Aren't there systems that automatically call an emergency number and send GPS coordinates when they detect a crash? I think I read somewhere that some countries are even going to mandate them on new cars.

(Disclaimer: I'm not much into cars. I do have a driving license, but I don't own a car and don't drive very often.)


Ideally some of that data can be aggregated and acted upon locally to the car computer, so that once an arbitrary car manufacturer closes shop, you can still retain the value provided by that telemetry.

Sending it off to their servers and having them manually call you up is nice, but I'd hate for that to suddenly go away because of some business that is outside of your control as a consumer.


We can save a lot of lives if we monitor everyone/everything. I'm sure there was very little early death in the Matrix universe.


Except there was a lot of death, hence the line about rejecting uptopia. Also robots used human brains as batteries (or processors, in the original script) which is not quiet the same.


It is like I tell my kids, "pointing to bad behavior does not justify your bad behavior"

Cities frequently do this when they want to raise fees or taxes, 'Hey look at City B and City C, our fees are still lower even with this unneeded and uncalled for increase'


>Cars only started doing this because phones made it normal. It's wrong in both cases.

I don't know that this is true, planes have been doing it for quite some time now, although obviously they existing in a totally different bracket of price and complexity.


although obviously they existing in a totally different bracket of price and complexity.

There's a whole world of difference between a plane operating commercial service in a highly-regulated industry and one's own car. At least there is an expectation of personal privacy - and some semblance of freedom - with the latter.


Apple didn’t establish the 30% cut. They kited the idea from console makers and other walled garden industries that came before them.

This doesn’t make it more defensible, but they didn’t create it.


It’s way worse. Google is the pioneer in that type of analytics.

Apple took the existing model and automated it. They didn’t invent it, it’s been around since RCA/Victor. Retail takes bigger cuts (Walmart used to get 60% from AV vendors). Enterprise software resellers and distributors take a similar share to Apple, and do other shenanigans as a financing mechanism. When you hear about “shipments” that’s what that means.


OT, but since you mentioned it, does anyone happen to know what the most recent model years without any kind of cellular radio might be?

In a similar vein, can the radios be physically removed from any newer cars without the car complaining about it?


Depends on the package you opt for, but I'd guess up to 2011 for cars without onstar


Wow, that's disheartening. Was hoping to hear at least 2014, heh.
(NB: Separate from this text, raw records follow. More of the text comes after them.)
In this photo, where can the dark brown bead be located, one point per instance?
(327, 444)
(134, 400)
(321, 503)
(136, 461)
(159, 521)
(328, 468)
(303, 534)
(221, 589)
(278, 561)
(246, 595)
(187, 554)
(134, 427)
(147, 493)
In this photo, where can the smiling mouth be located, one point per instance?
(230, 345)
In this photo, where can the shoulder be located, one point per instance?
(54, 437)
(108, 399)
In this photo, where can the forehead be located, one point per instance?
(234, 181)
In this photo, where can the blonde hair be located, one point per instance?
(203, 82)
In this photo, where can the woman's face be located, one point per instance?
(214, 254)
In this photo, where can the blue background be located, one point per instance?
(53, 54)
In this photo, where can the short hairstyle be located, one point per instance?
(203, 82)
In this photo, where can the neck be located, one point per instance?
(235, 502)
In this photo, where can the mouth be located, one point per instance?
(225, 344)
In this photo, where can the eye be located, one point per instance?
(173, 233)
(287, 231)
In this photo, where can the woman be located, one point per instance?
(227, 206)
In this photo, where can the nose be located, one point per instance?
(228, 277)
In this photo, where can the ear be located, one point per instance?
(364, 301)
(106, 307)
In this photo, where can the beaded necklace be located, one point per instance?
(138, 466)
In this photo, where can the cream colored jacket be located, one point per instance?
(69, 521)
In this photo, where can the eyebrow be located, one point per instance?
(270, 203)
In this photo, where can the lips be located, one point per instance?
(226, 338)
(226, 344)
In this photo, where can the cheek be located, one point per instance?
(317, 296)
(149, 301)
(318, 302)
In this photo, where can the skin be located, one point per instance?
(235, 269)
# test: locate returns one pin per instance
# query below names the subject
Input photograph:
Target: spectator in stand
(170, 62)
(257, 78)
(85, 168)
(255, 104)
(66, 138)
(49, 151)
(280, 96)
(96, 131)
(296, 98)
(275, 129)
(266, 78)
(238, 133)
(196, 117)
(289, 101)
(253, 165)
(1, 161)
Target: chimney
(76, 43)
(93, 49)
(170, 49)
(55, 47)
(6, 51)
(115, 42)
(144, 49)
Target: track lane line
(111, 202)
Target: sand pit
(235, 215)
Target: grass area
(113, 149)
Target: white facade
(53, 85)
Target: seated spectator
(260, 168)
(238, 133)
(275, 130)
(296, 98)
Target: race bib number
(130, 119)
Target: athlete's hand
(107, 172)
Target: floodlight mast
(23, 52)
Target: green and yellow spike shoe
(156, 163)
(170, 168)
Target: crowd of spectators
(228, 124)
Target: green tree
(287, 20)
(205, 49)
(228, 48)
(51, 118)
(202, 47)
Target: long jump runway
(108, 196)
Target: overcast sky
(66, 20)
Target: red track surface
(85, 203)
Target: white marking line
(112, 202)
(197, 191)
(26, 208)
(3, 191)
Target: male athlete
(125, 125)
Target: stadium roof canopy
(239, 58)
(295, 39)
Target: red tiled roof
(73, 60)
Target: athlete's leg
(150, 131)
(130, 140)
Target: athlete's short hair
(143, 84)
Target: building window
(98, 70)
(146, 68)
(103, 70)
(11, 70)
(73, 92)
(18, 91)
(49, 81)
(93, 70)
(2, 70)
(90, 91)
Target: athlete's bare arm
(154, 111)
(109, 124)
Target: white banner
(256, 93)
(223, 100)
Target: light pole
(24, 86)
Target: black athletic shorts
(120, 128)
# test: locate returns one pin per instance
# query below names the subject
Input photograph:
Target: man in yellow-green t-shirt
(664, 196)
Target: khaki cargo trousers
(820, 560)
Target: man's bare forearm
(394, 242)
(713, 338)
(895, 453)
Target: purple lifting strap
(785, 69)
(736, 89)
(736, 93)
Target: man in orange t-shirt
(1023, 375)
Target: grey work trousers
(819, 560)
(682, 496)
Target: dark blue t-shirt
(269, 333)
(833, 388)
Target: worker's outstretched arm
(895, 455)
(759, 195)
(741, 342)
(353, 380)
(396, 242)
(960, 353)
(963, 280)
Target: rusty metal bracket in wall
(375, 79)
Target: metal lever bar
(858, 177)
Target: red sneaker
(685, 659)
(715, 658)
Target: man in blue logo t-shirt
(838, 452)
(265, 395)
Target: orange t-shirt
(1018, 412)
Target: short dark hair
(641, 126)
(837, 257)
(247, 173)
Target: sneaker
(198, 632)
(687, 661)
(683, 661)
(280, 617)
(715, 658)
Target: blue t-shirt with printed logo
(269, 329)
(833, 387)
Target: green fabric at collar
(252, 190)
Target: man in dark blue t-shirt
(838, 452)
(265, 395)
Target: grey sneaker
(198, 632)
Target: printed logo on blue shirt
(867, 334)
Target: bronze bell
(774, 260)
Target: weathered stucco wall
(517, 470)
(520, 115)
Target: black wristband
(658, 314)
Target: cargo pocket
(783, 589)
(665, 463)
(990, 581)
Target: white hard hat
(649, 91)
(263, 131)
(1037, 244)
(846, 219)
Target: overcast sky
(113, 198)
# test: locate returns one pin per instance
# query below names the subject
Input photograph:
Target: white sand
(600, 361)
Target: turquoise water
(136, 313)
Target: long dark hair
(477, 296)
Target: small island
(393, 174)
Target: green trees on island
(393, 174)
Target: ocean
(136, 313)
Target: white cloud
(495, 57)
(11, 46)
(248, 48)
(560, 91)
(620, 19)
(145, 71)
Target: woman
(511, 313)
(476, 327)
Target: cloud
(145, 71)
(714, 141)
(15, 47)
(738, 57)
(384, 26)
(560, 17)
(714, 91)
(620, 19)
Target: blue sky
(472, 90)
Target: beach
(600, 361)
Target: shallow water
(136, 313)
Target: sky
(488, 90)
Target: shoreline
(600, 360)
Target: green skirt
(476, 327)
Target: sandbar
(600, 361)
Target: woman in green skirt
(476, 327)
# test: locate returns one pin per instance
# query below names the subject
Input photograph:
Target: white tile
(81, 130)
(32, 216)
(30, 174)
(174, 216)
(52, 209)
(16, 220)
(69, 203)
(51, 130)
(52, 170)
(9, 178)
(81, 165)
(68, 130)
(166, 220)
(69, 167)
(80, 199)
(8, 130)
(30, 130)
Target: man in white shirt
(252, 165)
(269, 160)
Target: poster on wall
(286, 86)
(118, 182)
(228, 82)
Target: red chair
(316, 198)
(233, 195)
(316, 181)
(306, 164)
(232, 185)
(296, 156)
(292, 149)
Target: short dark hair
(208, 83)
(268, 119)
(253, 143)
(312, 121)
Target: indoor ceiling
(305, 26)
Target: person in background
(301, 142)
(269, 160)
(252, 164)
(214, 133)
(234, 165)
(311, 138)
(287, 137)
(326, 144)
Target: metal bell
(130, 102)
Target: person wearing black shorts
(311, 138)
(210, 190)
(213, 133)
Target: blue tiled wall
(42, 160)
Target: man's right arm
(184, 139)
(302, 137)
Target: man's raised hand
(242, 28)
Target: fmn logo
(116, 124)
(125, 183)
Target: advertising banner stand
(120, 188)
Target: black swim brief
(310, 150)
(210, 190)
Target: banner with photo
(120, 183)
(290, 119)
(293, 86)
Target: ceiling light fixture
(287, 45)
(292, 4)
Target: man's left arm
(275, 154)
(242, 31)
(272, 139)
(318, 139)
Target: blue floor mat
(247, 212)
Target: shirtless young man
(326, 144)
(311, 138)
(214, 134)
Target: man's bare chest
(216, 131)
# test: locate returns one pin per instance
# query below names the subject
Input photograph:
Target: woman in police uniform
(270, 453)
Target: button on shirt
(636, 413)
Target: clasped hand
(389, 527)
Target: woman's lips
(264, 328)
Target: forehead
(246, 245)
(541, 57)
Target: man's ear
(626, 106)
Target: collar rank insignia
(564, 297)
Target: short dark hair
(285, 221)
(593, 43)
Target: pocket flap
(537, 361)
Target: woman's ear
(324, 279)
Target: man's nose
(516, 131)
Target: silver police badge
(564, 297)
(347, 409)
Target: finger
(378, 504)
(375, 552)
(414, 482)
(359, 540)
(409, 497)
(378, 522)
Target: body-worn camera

Telemetry allows people to make better decisions. It's not a bad practice. Information deserves to be free.


Let's not forget that "better" is from the viewpoint of a giant corporation whose primary reason for existence is to suck as much profit out of you as it can...


Often the benefit is mutual. A better product is good for both the business and the users.


I wonder if they figured out the perfect "benign phrases" using a/b testing.


It's called the "tu quoque" logical fallacy


Such an important point.

And, as with most things, there’s an XKCD for that: https://xkcd.com/978/


I seriously don’t mean this in an offensive way. But isn’t bringing Apple now into this, “Whataboutism” in disguise?